Every time a new team member joined our team they would attempt to run our applications and run into cryptic errors. Eventually someone would remember that there is a hard coded text file that needs to exist on any machines running specific applications. Also this same requirement was placed in various libraries in use in other systems causing this issue to compound at random times.
There are multiple types of technologies available that can help mitigate many of these issues. Configuration Management software (Desired State Configuration, Puppet, Chef, Salt, Ansible, more?) can be a blessing to teams. All changes can be tracked through version control and updated. Build/Release pipeline tools (TFS, Jenkins, Gradle, Bazel, much more) to record the exact steps and tasks required for build and deployment. Once the human element is taken out far less bugs and downtime occurs. Orchestration Utilities (Service Fabric, Kubernetes) this may involve moving around Docker containers or similar container technologies or packaged actor services. Scalibility and growth of an application is an issue to be mindful of throughout the lifecycle of an application. At any time an application may need to be split out of a monolith or need to scale greatly. Leveraging an orchestration tool can build a base level of modularity and scalability that prevents future frustration with the limits of an application. For example using Azure Functions/AWS Lambda for stateless apis by minimizing the need of maintaining a server and being able to use built in scalability.

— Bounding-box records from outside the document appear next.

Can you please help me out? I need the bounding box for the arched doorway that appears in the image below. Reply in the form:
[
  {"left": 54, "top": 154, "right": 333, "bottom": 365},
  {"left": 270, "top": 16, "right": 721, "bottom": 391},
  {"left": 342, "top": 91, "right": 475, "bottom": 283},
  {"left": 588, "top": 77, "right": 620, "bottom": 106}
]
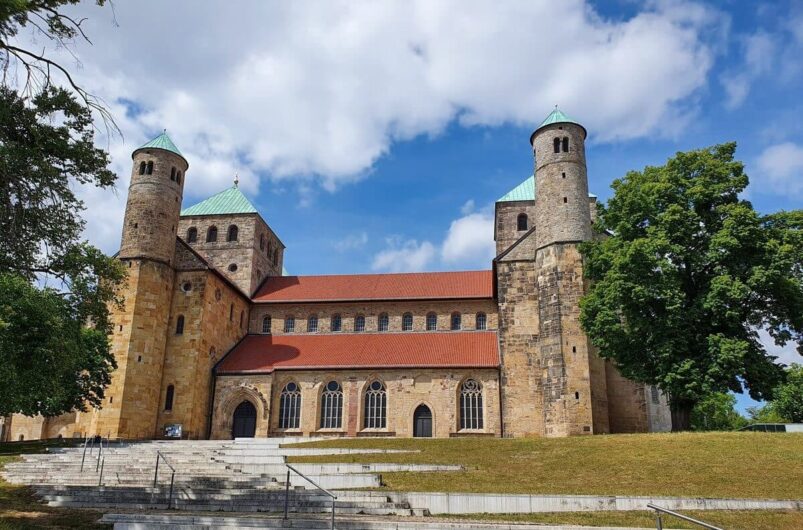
[
  {"left": 231, "top": 401, "right": 257, "bottom": 438},
  {"left": 413, "top": 405, "right": 432, "bottom": 438}
]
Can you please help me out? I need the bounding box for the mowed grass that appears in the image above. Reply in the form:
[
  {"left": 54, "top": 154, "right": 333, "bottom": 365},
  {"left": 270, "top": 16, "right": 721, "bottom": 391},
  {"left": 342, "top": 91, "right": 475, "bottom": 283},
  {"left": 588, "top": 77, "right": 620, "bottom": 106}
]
[
  {"left": 290, "top": 432, "right": 803, "bottom": 499},
  {"left": 0, "top": 441, "right": 112, "bottom": 530},
  {"left": 442, "top": 510, "right": 803, "bottom": 530}
]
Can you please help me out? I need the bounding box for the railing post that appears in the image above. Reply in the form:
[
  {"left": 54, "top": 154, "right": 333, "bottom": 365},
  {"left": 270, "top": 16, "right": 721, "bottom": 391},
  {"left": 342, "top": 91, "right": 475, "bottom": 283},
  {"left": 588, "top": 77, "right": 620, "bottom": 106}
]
[
  {"left": 153, "top": 451, "right": 159, "bottom": 488},
  {"left": 284, "top": 469, "right": 290, "bottom": 519}
]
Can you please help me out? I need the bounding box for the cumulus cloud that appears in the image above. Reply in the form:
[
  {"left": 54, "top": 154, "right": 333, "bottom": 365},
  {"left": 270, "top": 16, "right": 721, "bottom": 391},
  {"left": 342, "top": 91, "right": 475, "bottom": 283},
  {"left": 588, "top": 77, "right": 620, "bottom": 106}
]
[
  {"left": 7, "top": 0, "right": 725, "bottom": 252},
  {"left": 371, "top": 237, "right": 437, "bottom": 272},
  {"left": 753, "top": 142, "right": 803, "bottom": 196}
]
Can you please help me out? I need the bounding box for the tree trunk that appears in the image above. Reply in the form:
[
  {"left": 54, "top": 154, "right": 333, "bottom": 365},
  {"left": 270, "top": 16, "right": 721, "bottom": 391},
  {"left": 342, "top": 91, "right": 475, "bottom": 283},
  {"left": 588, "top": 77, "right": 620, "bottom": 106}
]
[{"left": 669, "top": 399, "right": 695, "bottom": 432}]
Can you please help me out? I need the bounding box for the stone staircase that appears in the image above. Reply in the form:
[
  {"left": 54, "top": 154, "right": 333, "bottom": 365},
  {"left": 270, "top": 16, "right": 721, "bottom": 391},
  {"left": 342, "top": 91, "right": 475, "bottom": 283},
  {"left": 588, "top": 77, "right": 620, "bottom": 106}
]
[{"left": 2, "top": 439, "right": 446, "bottom": 516}]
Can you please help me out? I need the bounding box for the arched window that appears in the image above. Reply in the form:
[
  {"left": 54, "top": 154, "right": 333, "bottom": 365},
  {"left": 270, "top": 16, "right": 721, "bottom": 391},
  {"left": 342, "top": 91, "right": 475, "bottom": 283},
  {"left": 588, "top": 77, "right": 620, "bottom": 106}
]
[
  {"left": 402, "top": 313, "right": 413, "bottom": 331},
  {"left": 279, "top": 383, "right": 301, "bottom": 429},
  {"left": 165, "top": 385, "right": 176, "bottom": 410},
  {"left": 451, "top": 311, "right": 463, "bottom": 331},
  {"left": 460, "top": 379, "right": 483, "bottom": 429},
  {"left": 516, "top": 213, "right": 527, "bottom": 232},
  {"left": 363, "top": 381, "right": 388, "bottom": 429},
  {"left": 226, "top": 225, "right": 237, "bottom": 241},
  {"left": 321, "top": 381, "right": 343, "bottom": 429}
]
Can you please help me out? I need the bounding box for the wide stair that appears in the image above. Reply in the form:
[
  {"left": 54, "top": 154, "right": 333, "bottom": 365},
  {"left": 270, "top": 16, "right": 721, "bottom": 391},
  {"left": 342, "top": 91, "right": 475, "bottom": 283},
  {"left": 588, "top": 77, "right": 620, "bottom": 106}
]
[{"left": 2, "top": 439, "right": 430, "bottom": 516}]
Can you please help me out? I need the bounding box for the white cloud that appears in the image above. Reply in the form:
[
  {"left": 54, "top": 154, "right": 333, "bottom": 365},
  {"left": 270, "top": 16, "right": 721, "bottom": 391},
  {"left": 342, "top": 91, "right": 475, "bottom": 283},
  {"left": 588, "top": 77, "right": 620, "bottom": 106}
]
[
  {"left": 7, "top": 0, "right": 726, "bottom": 252},
  {"left": 441, "top": 213, "right": 496, "bottom": 268},
  {"left": 332, "top": 232, "right": 368, "bottom": 252},
  {"left": 752, "top": 142, "right": 803, "bottom": 196},
  {"left": 371, "top": 238, "right": 437, "bottom": 272}
]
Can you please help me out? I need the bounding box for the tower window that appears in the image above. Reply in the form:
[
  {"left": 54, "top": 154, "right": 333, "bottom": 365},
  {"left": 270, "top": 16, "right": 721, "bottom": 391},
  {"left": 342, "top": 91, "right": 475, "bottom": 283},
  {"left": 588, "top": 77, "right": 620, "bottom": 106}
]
[
  {"left": 226, "top": 225, "right": 238, "bottom": 241},
  {"left": 402, "top": 313, "right": 413, "bottom": 331},
  {"left": 427, "top": 313, "right": 438, "bottom": 331},
  {"left": 516, "top": 213, "right": 527, "bottom": 232},
  {"left": 165, "top": 385, "right": 176, "bottom": 410}
]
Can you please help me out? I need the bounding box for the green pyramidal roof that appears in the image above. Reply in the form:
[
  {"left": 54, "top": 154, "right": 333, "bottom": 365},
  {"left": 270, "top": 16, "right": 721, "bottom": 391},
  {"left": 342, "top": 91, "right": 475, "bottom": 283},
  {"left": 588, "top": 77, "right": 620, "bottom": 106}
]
[
  {"left": 140, "top": 132, "right": 184, "bottom": 157},
  {"left": 181, "top": 186, "right": 258, "bottom": 216}
]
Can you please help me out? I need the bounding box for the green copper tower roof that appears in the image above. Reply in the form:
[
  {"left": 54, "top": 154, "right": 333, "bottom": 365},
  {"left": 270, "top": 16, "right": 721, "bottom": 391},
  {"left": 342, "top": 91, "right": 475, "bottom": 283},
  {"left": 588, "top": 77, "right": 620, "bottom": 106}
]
[
  {"left": 181, "top": 185, "right": 259, "bottom": 216},
  {"left": 530, "top": 107, "right": 588, "bottom": 144},
  {"left": 137, "top": 131, "right": 184, "bottom": 158}
]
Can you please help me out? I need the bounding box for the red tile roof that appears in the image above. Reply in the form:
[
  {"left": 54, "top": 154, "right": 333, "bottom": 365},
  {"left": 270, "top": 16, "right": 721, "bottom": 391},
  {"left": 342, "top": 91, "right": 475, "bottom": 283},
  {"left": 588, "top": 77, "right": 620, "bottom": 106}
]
[
  {"left": 254, "top": 270, "right": 493, "bottom": 302},
  {"left": 217, "top": 331, "right": 499, "bottom": 374}
]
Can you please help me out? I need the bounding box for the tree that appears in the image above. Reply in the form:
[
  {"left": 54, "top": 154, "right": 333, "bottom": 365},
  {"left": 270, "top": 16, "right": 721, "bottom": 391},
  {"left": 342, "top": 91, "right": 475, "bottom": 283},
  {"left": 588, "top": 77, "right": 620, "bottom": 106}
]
[
  {"left": 0, "top": 0, "right": 124, "bottom": 416},
  {"left": 580, "top": 143, "right": 803, "bottom": 430},
  {"left": 691, "top": 392, "right": 747, "bottom": 431}
]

Two technologies that will have a huge impact on the future of safe scaled systems are Powershell and Desired State Configuration.
These technologies are open source, cross platform and highly accessible.
Developers, System Administrators, Quality Assurance Engineers and more can benefit by adding these tools to their toolbox.
The convergence on these technologies is going to benefit all three groups. Developers spend less time dealing with Ops details. Ops spends less time maintaining and digging around. QA does not have to deal with strange intermittent bugs that are environment specific.
I highly recommend everyone to take a look at the cross-platform direction that powershell is going. Start looking at using configuration management for your systems it will save you and those that inherit your application a lot of pain.